Trump’s exclamation to the mistress he took after declaring that his wife “had a week” to lose her baby weight that he  “would never donate to any charity that helps sharks. I hope all the sharks die,” may seem just like random nuttiness. But I like this argument that it perfectly illustrates the worldview of the typical Fox News viewer, and hence Donald Trump:

What’s more relevant to our moment, though, is the process that led Trump to the sharks: He was deliberately choosing to watch them—“obsessed” was the word Daniels used, twice, in the span of a few sentences (also “riveted” and “terrified”).

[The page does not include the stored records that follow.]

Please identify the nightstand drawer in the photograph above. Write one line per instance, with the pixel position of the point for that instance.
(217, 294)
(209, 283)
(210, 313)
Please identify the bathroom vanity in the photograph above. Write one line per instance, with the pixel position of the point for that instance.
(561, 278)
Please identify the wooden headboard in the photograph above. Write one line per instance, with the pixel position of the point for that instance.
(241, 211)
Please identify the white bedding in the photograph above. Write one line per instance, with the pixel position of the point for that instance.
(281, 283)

He was watching them so avidly that it seemingly distracted him from his attempt to have sex with a porn star. (“We moved to the sofa so he could get a better view of Shark Week,” Daniels told In Touch.)

There have been very, very many attempts to identify the core of Trumpism, but this—stripped of conventional politics, stripped of considerations of wealth and celebrity—seems to reach it as few other anecdotes have: Donald Trump is a guy on dry land, staring at the television for hours because he wants to make himself feel terror and loathing toward sharks.

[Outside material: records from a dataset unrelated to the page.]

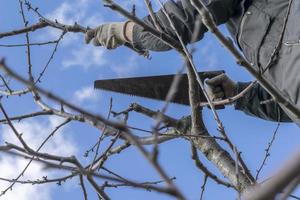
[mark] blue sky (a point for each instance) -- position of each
(71, 75)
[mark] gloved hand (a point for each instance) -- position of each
(221, 87)
(111, 35)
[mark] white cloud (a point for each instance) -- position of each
(34, 132)
(126, 68)
(86, 94)
(86, 57)
(70, 12)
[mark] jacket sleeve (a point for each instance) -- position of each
(184, 17)
(251, 104)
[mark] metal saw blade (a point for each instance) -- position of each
(153, 87)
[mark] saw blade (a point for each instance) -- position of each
(154, 87)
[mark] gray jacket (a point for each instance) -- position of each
(255, 25)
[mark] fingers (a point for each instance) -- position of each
(89, 35)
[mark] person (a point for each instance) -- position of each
(256, 27)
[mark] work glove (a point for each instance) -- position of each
(111, 35)
(221, 87)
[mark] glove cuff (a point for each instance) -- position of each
(126, 34)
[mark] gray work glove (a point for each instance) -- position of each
(111, 35)
(221, 87)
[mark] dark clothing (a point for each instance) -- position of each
(255, 26)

Sharks have nothing to do with Donald Trump’s life; his life is lived no closer to the ocean than a beachside golf course. His life contains no mortal danger at all. And yet he needs the idea of the sharks. In the midst of absolute safety, he needs to fear them and hate them, to live out a fictional encounter with a threatening Other. He is intentionally poisoning his mind with them. The sharks are the Knockout Game, the rampaging Mexican gangs, the Muslim infiltrators, the flag-hating elite. They are American Carnage. He wants the sharks. They are the only thing he knows how to want.